Enployee: Nelson Gibler
- 3 -
Accordingly, we find that employee's preexisting depression constituted a 2% permanent partial disability of the body as a whole.
Given the distinct potential for employee's low back condition, learning disability, and depression to combine with future work-related injuries to render employee more permanently disabled than in the absence of those conditions, we find that these conditions constituted hindrances or obstacles to employment as of May 22, 2000.

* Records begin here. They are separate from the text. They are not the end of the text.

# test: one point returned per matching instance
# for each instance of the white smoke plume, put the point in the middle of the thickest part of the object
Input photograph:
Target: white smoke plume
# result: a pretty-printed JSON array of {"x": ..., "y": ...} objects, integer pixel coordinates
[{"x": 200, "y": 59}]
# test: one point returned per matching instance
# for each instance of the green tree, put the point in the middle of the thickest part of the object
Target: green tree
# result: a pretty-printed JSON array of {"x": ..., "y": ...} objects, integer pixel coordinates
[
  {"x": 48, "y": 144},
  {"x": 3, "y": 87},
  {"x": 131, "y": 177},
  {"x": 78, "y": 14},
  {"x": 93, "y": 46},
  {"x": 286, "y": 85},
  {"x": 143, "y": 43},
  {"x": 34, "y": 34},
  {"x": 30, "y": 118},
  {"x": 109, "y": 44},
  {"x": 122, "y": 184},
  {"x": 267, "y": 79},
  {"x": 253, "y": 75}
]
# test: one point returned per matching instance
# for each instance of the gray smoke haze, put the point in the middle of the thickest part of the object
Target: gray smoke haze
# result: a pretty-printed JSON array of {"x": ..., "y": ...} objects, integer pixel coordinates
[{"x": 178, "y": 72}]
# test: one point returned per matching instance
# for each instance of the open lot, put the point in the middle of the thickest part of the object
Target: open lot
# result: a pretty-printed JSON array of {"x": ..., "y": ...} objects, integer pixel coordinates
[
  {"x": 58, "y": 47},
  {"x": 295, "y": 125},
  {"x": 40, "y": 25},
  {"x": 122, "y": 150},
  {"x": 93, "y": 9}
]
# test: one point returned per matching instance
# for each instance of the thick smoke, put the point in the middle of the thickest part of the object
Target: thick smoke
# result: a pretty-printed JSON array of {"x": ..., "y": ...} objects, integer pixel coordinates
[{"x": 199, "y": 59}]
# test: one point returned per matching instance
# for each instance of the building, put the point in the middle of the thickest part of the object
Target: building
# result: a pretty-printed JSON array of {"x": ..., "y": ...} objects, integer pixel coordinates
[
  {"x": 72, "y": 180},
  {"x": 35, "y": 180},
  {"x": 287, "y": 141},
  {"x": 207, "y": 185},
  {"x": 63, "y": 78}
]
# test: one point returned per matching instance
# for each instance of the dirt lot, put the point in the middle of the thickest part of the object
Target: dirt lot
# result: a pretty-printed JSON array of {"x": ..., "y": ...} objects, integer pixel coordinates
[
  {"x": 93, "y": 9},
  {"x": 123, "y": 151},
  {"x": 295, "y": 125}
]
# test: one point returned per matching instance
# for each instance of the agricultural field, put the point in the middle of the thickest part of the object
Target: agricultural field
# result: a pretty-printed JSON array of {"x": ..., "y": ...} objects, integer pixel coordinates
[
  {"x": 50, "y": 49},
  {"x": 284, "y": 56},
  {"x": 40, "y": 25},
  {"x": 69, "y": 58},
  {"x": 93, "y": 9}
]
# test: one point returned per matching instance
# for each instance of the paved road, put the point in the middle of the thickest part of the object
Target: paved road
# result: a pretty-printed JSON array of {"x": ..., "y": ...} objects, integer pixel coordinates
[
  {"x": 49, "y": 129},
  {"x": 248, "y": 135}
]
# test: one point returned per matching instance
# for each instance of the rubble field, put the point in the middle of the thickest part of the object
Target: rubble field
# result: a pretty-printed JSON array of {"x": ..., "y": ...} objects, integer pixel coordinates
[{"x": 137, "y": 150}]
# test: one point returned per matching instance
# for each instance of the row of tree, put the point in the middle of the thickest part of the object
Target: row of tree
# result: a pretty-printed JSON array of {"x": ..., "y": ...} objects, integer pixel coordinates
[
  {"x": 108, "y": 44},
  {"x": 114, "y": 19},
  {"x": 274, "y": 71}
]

Second Injury Fund liability
Section 287.220.1 RSMo creates the Second Injury Fund and provides the framework for analyzing whether the Second Injury Fund may be liable for permanent total or permanent partial disability benefits. That section provides, in relevant part:
> If any employee who has a preexisting permanent partial disability whether from compensable injury or otherwise, of such seriousness as to constitute a hindrance or obstacle to employment or to obtaining reemployment if the employee becomes unemployed, and the preexisting permanent partial disability, if a body as a whole injury, equals a minimum of fifty weeks of compensation or, if a major extremity injury only, equals a minimum of fifteen percent permanent partial disability, according to the medical standards that are used in determining such compensation, receives a subsequent compensable injury resulting in additional permanent partial disability so that the degree or percentage of disability, in an amount equal to a minimum of fifty weeks compensation, if a body as a whole injury or, if a major extremity injury only, equals a minimum of fifteen percent permanent partial disability, caused by the combined disabilities is substantially greater than that which would have resulted from the last injury, considered alone and of itself, and if the employee is entitled to receive compensation on the basis of the combined disabilities, the employer at the time of the last injury shall be liable only for the degree or percentage of disability which would have resulted from the last injury had there been no preexisting disability. After the compensation liability of the employer for the last injury, considered alone, has been determined by an administrative law judge or the commission, the degree or percentage of employee's disability that is attributable to all injuries or conditions existing at the time the last injury was sustained shall then be determined by that administrative law judge or by the commission and the degree or percentage of disability which existed prior to the last injury plus the disability resulting from the last injury, if any, considered alone, shall be deducted from the combined disability, and compensation for the balance, if any, shall be paid out of a special fund known as the second injury fund.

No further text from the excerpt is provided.